Résumé/Abstract : When electrons populate a flat band their kinetic energy becomes negligible, forcing them to organize in exotic many-body states to minimize their Coulomb energy. The zeroth Landau level of graphene under a magnetic field is a particularly interesting strongly interacting flat band because interelectron interactions are predicted to induce a rich variety of broken-symmetry states with distinct topological and lattice-scale orders [1]. Evidence for these states stems mostly from indirect transport experiments that suggest that broken-symmetry states are tunable by boosting the Zeeman energy [2] or by dielectric screening of the Coulomb interaction [3]. However, confirming the existence of these ground states requires a direct visualization of their lattice-scale orders. In this talk I will show that we have been able to image three distinct broken-symmetry phases in graphene using scanning tunnelling spectroscopy [4]. We explored the phase diagram by tuning the screening of the Coulomb interaction by a low- or high-dielectric-constant environment, and with a magnetic field. In the unscreened case, we find a Kekulé bond order.

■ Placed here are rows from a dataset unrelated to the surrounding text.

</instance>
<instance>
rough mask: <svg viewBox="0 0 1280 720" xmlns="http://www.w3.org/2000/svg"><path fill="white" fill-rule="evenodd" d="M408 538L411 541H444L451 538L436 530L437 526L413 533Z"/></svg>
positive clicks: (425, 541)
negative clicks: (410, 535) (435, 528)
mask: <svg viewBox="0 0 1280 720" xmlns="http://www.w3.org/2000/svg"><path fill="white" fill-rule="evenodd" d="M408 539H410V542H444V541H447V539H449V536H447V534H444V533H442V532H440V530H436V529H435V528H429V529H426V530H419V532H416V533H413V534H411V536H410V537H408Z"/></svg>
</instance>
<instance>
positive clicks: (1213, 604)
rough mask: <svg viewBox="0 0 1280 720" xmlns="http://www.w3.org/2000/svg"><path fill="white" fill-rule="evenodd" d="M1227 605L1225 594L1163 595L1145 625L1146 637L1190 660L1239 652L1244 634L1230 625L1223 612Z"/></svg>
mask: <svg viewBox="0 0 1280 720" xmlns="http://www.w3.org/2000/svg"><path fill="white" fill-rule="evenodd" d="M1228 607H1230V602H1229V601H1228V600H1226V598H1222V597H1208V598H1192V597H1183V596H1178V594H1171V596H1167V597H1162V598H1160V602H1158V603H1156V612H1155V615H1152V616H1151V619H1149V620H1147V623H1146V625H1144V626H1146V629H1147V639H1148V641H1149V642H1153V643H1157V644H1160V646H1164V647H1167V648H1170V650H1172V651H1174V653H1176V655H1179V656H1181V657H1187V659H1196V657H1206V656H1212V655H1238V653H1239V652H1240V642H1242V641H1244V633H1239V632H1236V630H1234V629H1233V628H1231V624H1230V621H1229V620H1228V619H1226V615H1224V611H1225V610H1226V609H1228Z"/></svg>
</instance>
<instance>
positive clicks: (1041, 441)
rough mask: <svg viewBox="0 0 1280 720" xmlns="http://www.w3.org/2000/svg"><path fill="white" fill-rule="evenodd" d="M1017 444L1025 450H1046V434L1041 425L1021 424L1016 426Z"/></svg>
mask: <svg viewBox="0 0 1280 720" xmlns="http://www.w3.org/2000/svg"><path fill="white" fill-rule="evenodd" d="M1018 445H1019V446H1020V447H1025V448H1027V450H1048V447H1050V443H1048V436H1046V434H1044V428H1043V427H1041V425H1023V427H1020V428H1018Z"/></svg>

Under dielectric screening, a sublattice- unpolarized ground state emerges at low magnetic fields, and transits to a charge-density-wave order with partial sublattice polarization at higher magnetic fields. The Kekulé and charge-density-wave orders furthermore coexist with additional, secondary lattice-scale orders that enrich the phase diagram beyond current theory predictions.

Ref.: [1] Kharitonov, Phys. Rev. B 85, 155439 (2012).
[2] Young et al., Nature 505, 528–532 (2014).
[3] Veyrat et al., Science 367, 781–786 (2020).
[4] Coissard et al., Nature 605, 51-56 (2022).